Jokowi Ingin Indosat Dibeli Kembali, Chatib Basri Pertanyakan Harganya

- detikFinance
Senin, 23 Jun 2014 19:14 WIB
Jokowi Ingin Indosat Dibeli Kembali, Chatib Basri Pertanyakan Harganya
Jakarta - Calon Presiden Joko Widodo (Jokowi) mewacanakan untuk mengambil alih PT Indosat Tbk (ISAT) setelah kepemilikannya diborong investor asing beberapa tahun silam. Hal ini disampaikan dalam debat dengan Capres Nomor Urut 1 Prabowo Subianto malam kemarin malam.

Menteri Keuangan (Menkeu) Chatib Basri belum mau berkomentar banyak perihal wacana tersebut. Termasuk soal risiko ruang fiskal yang dimiliki negara untuk pembelian kembali. Alasannya perlu diketahui harga jual Indosat saat ini.

"Buyback itu harganya berapa?" tanya Chatib di Gedung DPD, Senayan, Jakarta, Senin (23/6/2014)

SCROLL TO CONTINUE WITH CONTENT

Menurutnya rencana dalam pemerintahan harus diketahui secara rinci perhitungannya sebelum disampaikan ke publik. Agar tidak menimbulkan isu yang justru bisa berdampak negatif.

"Saya nggak tahu harganya berapa.
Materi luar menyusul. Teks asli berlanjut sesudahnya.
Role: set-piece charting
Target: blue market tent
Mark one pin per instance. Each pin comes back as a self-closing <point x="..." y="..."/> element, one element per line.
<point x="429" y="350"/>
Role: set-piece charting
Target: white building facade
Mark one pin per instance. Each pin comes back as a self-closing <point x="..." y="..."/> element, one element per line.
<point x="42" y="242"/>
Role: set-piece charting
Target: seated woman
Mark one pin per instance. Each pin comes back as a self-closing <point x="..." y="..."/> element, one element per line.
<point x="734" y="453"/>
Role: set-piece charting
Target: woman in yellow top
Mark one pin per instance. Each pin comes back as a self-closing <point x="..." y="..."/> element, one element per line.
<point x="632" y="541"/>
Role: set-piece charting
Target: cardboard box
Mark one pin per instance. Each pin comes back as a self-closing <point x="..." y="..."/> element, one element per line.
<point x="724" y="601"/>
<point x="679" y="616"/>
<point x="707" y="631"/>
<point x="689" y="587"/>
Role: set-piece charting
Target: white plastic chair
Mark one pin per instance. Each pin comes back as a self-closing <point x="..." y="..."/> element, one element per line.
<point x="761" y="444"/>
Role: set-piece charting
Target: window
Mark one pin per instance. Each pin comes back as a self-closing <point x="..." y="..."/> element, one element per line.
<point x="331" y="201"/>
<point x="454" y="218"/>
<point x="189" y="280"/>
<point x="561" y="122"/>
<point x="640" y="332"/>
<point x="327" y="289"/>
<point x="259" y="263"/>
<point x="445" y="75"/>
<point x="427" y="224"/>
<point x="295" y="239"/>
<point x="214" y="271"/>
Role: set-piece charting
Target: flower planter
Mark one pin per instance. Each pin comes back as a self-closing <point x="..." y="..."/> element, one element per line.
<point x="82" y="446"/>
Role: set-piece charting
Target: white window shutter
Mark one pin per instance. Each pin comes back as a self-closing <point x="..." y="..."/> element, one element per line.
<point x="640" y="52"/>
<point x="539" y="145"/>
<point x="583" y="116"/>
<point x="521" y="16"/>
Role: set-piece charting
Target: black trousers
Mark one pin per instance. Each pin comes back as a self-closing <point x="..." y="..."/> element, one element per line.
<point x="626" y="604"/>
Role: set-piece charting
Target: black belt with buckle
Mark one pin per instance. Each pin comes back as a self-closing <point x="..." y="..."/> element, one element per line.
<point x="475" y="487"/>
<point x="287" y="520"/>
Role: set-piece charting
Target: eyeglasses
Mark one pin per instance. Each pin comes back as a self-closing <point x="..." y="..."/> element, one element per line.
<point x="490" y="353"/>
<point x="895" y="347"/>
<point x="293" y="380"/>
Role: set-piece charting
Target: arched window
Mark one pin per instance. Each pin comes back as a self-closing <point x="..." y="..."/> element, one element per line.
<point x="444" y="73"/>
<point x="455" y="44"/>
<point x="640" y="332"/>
Kalau sudah mau benar-benar ada itu, saya bisa jawab. Saya kan mesti lihat valuasinya," jawab Chatib.

Berdasarkan catatan, Singapore Technologies Telemedia (STT) merupakan pemegang saham lama di Indosat. STT memiliki sebanyak 40,98% di Indosat.

Kemudian, STT menjual seluruh saham tersebut kepada Qtel, dan Qtel menambah kepemilikannya menjadi 65% melalui mandatory tender offer dengan pembelian 24,2% saham publik

Pada debat capres yang diselenggarakan Komisi Pemilihan Umum pada Minggu (22/6), capres nomor urut 2 Jokowi menanggapi pertanyaan capres nomor urut 1 Prabowo Subianto tentang penjualan saham Indosat era Megawati.

Menjawab pertanyaan itu, Jokowi menjelaskan kondisi ekonomi saat itu belum pulih benar dari krisis ekonomi yang menghantam pada 1998. Namun, Jokowi menyebut masih ada peluang pemerintah membeli Indosat lagi karena hal itu tercantum dalam klausul.

"Ada salah satu klausul yang disepakati pemerintah saat melepas saham Indosat, yakni adanya opsi Indosat dibeli kembali," tutur Jokowi.